I know I’ve probably written on split pea soup before, but I just love the stuff–so home(l)y and humble and warming and good. It’s also one of those foods that my parents ate and I was disgusted by as a kid. And it’s easy to see why–it’s very thick and a very unattractive color. It smells kind of funky, too.
But I’d baked a ham with rice sometime last early week, and I’d finally gotten down to a chunk of meat and bone perfect for simmering with the split peas. I throw in a few bay leaves as well, and I cook it all down on the stovetop (adding more water if necessary) until it’s one great smooth mass.
(Crockpots don’t seem to break the peas down very well, so I don’t usually use them for split pea soups and dals.)
While the peas are simmering with the hambone (which, for vegetarians, is totally optional), I use a separate frying pan to saute onions, carrots, celery (if I have it–this time it was dried celery tossed in with the peas), and some crushed-and-chopped garlic, thyme, and hot red pepper ’til the veggies start to lightly brown and stick to the pan.

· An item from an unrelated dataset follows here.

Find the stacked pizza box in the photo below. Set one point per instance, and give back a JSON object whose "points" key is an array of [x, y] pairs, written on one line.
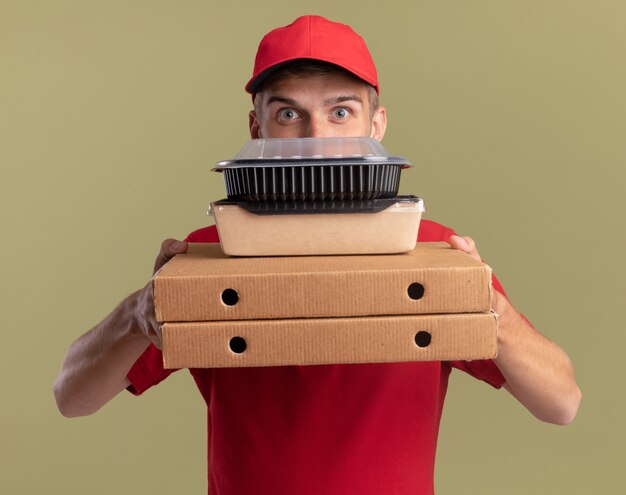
{"points": [[318, 264]]}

A little red wine helps to deglaze the stuck veggies bits as well as adding a nice flavor to the finished soup.
Once the split peas are melted into one great green mass, I scrape the veggie/herb/wine mix into the pot with them and simmer the whole thing together a little longer–salting and peppering to taste. I take the ham bone out at that point and pull any clinging bits of meat off to add back to the soup.
By the way, I bought organic carrots from Bonnie’s Hometown Grocery in Clinton, MN. She has also started carrying Organic Valley milk. Bonnie was pleasantly surprised to discover that the organic carrots she ordered don’t cost any more than conventional. How ’bout that?
Starting in the 2011 season we should be able get some local carrots in Bonnie’s, but this is a nice stopgap while we build up production and storage capacity in the area. Organic carrots are so superior-tasting to the conventional ones–I swear I can taste the petrochemical fertilizer in a raw conventional carrot. Blech!
The rest of the soup ingredients came from my gardens/H’s farms (ham, onions, red pepper, garlic), the Granary Coop (dried celery, split peas, and butter), Vermillion liquor store (California red table wine), and Penzey’s Spices (bay leaves, thyme, and black pepper).